Cemaâtin avukatı ya da sözcüsü değilim ama elhamdülillah Hizmet gönüllüsüyüm ve bundan şeref duyuyuyorum…
Haydar Baş’ın oğlu BTP başkanı Hüseyin Baş tweet atıp, edep sınırlarını aşarak ( özür dilerim ) “Babam Cemaât’i az şey etmedi” demiş.
Evet “babası çook şey etti” Allah affeder mi ?
Bilmem fakat Hizmet-i Kur’aniye ve İmaniye hakkını helâl etmez, ben kendi hakkımı helâl etmem…
Oğlunun söyledikleri vesileyle Haydar Baş’la ilgili bir hatıramı anlatayım ;
Zannediyorum sene 2000, Azerbaycan’daki okulların mezuniyet töreninden İstanbul’a dönüyorduk.
Uçaktaki yerlerimizi aldık, biraz sonra uçağın kapısından içeri Haydar Baş girdi…
Allah’ım dedim, yerde ararken gökte buldum.
Çünkü o tarihlerde “Dinlerarası Diyalog” mes’elesinden ötürü Cemaât’i çok eleştiriyor ve ortalıkta iftira dolu CD’ler dağıtıyorlardı.
İşte tam o tarihlerde ben de Nurlar’dan ve Pırlantalar’dan Dinlerarası Diyalog’la ilgili bir çalışma yapmıştım, hazırdım…
Uçak havalanınınca yerimden kalktım, kontrol ettim, baktım Baş’ın yanındaki koltuk boştu.
– Oturabilir miyim ? diye sordum “tabii ki” dedi fakat diğer koltukta oturan bayan izin vermedi…
– Ben sizin yanınıza geleyim diyerek kalktı, geldi, benim yanımdaki koltuğa oturdu.

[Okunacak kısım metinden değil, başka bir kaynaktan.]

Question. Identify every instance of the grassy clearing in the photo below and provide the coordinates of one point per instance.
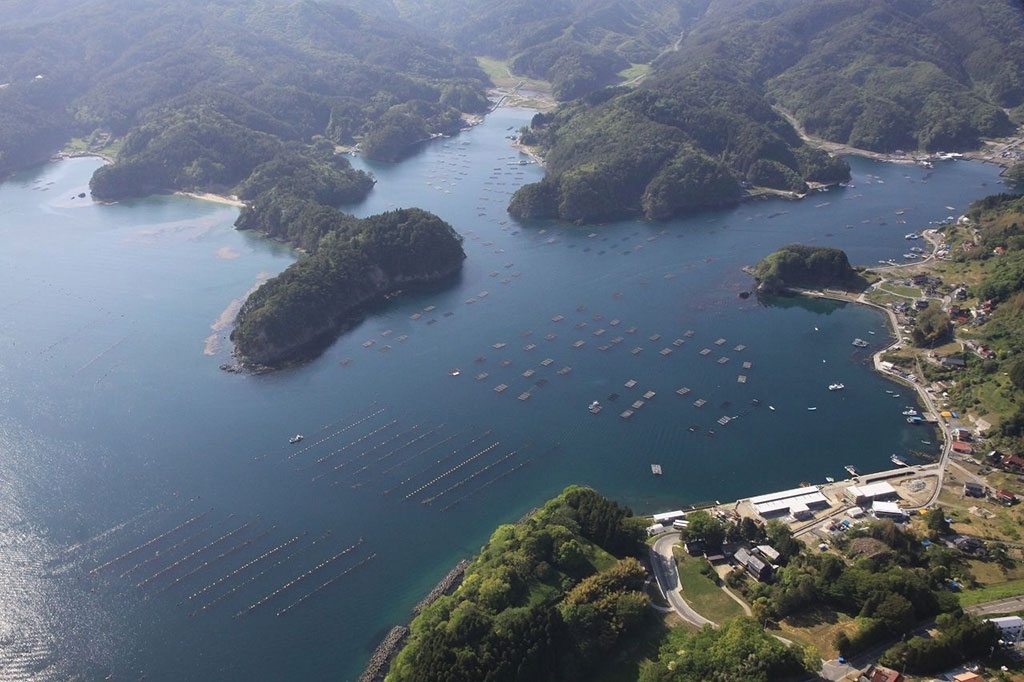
(817, 628)
(704, 594)
(992, 592)
(643, 645)
(499, 73)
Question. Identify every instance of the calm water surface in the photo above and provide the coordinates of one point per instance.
(154, 519)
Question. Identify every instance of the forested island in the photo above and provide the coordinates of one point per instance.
(803, 266)
(353, 263)
(700, 130)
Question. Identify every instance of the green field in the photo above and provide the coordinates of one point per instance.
(992, 593)
(701, 593)
(635, 71)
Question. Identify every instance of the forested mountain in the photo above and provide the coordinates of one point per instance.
(579, 45)
(220, 75)
(877, 74)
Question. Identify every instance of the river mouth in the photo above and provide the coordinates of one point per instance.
(117, 428)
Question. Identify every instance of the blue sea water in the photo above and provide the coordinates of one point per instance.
(151, 499)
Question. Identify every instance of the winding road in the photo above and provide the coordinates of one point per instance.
(664, 564)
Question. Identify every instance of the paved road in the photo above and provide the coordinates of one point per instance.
(664, 564)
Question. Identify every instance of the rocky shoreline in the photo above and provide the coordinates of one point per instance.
(383, 655)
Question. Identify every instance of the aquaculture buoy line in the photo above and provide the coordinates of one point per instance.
(331, 436)
(295, 581)
(253, 579)
(326, 585)
(249, 564)
(151, 542)
(441, 460)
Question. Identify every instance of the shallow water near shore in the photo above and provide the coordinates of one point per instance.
(120, 437)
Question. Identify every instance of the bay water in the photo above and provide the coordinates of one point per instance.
(156, 522)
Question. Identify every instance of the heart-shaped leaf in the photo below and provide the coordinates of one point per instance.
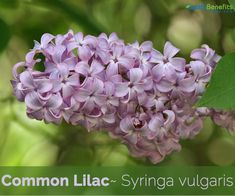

Beş – on dakika kim olduğumu, ne olduğumu belli etmemeye çalıştım. Sonra meseleyi açtım “Dinlerarası Diyalog” deyince “Ben seni anladım sen onlardansın” dedi…
Ben de “evet, bununla şeref duyuyorum” dedim.
Mes’eleyi enine boyuna tartıştık. Emin olabilirsiniz, mesele hakkında derinlemesine bir bilgisi dahi yoktu…
Hayret ettim ! Haydar Baş bomboştu, hem itikâdî, hem amelî alanda Ehl-i Kitap ile ilgili hiç birşey söyleyemiyordu.
Nurlardan, Pırlantalardan, Üstadımız’ın hayatından, Hocamız’dan örnekler verdim, hiç birinden haberi yoktu…
Merak ettim Nurları ve pırlantaları okuyup, okumadığını sordum “okumadım” dedi…
“Peki o zaman televizyondaki yayınlar, söyledikleriniz nereden çıkıyor ? ” dedim.
“Arkadaşlar hazırlıyorlar” dedi…
“Ama gördüğünüz gibi bunların hiçbiri doğru değil” deyince ” O zaman Hocaefendi gelsin bizim kanalda konuşsun” dedi.
“Hocaefendi böyle şeylere girmez bilmiyor musunuz ? dedim “O zaman sen gel bizim kanalda bunları anlat” dedi…
Ben de “Efendim ben bizim Cemaât’te zurnanın son deliğiyim, siz cemaâtinizin başısınız, hakikati şu an duydunuz lütfen siz anlatın” dedim.
“Olmaz” dedi
Niçin yapmıyorsunuz ? dedim.
“Bildiğim kadarıyla Hocaefendi derginiz İcmal’i destekleyecek tarzda size yardım etti, ara ara haberleştiğinizi biliyorum” dedim…
O sırada hiç duymadığım bir şeyi itiraf etti “Evet, Hocaefendi televizyonumuzun açılışında da Ali …. vasıtasıyla 200 milyon gönderdi” dedi…
“Peki niçin böyle iyi ilişkilere karşı vefâ göstermiyorsunuz ?” deyince, ağzından bir şey kaçırdı ; Biliyorsun dedi “Ben ticaret yapıyorum devlete 5 …… borcum var, çok sıkıştırıyorlar”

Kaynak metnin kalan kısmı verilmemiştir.